I’ve been building an ever-rising brush pile in my backyard. Each day the stack climbs a little higher just the like sun’s been doing since the first day of winter. Today at 10:54 a.m. (Central Time) it tops out at its highest point in the sky when its rays are most direct and the day expands to its greatest length.
All that luscious daylight. So much time to get things done. Or at least feel like I should get things done. My favorite part of the abundant light is summer are the evening twilights. I love how long dusk lasts. And after a hot day it feels just right to kick along the dirt road, thumbs hooked over the flaps of my front pockets, meandering and smelling the flowery air.
Some people (like me) will remind you that it’s all downhill after the solstice. Where else is there to go after the sun god has arrived at the pinnacle of the sky? Down, down, down. Starting at 10:55 a.m. today it will ease every so slowly over the top of the hump, like a roller coaster ready to pitch down an incline, and start its downward descent. But instead of plunging, the sun’s schleps along, taking six whole months to slide to the bottom of its yearly track. But sure as disappearing daylight, it has no other direction to go the moment it’s finished with its solstice high.
The yearly up and down bobbing of the sun is caused by the tilt of Earth’s axis. No tilt, no bobbing. Our axis is tipped 23.5°, so the sun appears as high as 23.5 degrees above the celestial equator (the imaginary extension of Earth’s equator into the sky) in summer and 23.5° below the equator in the winter. You can picture the celestial equator as an arc cutting midway across the southern sky from much of the U.S.
Now imagine if Earth’s axis were tipped 50° instead. From mid-northern latitudes, say in Chicago, the sun would lie 50° below the celestial equator and never rise above the horizon around the time of winter solstice.
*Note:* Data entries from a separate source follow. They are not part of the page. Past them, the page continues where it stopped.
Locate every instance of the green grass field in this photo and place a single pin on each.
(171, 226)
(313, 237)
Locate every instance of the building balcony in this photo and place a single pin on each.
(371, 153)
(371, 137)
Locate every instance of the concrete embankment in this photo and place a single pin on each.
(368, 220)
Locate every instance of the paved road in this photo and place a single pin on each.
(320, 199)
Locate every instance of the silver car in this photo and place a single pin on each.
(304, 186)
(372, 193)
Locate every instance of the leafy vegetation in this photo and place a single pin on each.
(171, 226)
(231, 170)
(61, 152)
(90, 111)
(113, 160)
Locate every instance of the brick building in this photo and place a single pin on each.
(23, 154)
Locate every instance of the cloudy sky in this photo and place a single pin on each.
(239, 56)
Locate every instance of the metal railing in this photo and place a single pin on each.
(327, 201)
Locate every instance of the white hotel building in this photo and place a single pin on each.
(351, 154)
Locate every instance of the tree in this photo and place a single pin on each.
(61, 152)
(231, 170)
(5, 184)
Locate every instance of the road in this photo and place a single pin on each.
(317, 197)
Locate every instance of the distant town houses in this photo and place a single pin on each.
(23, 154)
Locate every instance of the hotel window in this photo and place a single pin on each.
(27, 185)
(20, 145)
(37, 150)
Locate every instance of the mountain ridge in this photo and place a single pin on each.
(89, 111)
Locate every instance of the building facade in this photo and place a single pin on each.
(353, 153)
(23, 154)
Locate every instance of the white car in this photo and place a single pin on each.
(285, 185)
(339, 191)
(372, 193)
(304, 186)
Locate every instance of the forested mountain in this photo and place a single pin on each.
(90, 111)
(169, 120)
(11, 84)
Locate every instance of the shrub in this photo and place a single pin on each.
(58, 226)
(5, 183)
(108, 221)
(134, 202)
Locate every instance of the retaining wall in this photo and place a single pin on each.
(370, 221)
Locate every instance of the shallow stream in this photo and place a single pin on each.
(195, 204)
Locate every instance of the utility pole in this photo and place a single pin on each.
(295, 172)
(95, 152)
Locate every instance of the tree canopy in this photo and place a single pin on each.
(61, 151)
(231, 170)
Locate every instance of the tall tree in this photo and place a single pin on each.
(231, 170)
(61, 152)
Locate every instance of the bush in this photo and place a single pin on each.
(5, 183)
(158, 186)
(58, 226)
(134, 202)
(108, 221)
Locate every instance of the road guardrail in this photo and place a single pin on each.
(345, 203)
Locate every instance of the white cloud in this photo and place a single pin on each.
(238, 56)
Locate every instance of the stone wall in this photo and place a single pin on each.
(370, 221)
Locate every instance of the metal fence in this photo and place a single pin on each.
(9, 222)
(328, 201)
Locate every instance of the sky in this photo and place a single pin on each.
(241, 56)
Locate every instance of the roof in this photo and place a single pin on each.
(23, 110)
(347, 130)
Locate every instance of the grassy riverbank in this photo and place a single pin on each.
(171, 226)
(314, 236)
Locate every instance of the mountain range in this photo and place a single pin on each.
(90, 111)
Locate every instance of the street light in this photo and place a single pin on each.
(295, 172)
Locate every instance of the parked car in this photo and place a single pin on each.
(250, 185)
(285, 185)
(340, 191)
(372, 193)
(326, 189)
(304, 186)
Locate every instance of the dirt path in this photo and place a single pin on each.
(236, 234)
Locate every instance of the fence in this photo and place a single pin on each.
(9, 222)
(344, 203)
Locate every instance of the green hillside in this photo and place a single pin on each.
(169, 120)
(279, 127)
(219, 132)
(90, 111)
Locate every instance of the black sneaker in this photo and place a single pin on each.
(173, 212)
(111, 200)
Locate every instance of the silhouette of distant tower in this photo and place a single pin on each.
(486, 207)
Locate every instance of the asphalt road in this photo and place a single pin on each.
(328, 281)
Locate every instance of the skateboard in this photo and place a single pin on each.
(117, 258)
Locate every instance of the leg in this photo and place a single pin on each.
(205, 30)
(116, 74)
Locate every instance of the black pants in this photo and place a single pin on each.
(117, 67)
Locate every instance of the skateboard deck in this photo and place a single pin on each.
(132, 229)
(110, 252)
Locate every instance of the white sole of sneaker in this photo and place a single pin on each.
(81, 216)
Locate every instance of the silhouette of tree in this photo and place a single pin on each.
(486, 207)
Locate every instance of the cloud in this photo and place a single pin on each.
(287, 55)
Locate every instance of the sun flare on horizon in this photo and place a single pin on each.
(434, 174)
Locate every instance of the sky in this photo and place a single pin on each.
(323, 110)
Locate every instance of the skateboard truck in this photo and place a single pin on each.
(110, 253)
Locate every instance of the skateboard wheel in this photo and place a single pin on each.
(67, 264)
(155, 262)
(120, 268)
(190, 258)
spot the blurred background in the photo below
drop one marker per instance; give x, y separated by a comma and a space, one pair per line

Around the time of summer solstice it would move beyond the overhead point and stand high in the northern sky. The new solar extremes would lead to a more extreme climate for the Windy City. The opposite would be true if Earth’s axis had 0° tip. The sun would keep the same path across the sky every day of the year, faithfully tracking along the celestial equator — Chicagoans would experience an eternal spring.
I salute summer for its long days, abundant life and sensual delights. One aspect of that abundance is the number of hairy and fluffy seeds flying through the air this time of year. Many are from dandelions and area trees. Using a tree trunk to block the blazing sun yesterday, I couldn’t believe my eyes at the virtual snowstorm of fluffy seeds flying by. Absolutely mesmerizing. If you do this, never look directly at the sun. Hide it with a tree branch or roofline, focus the binoculars into the distance near the sun to see the hurried flight of life.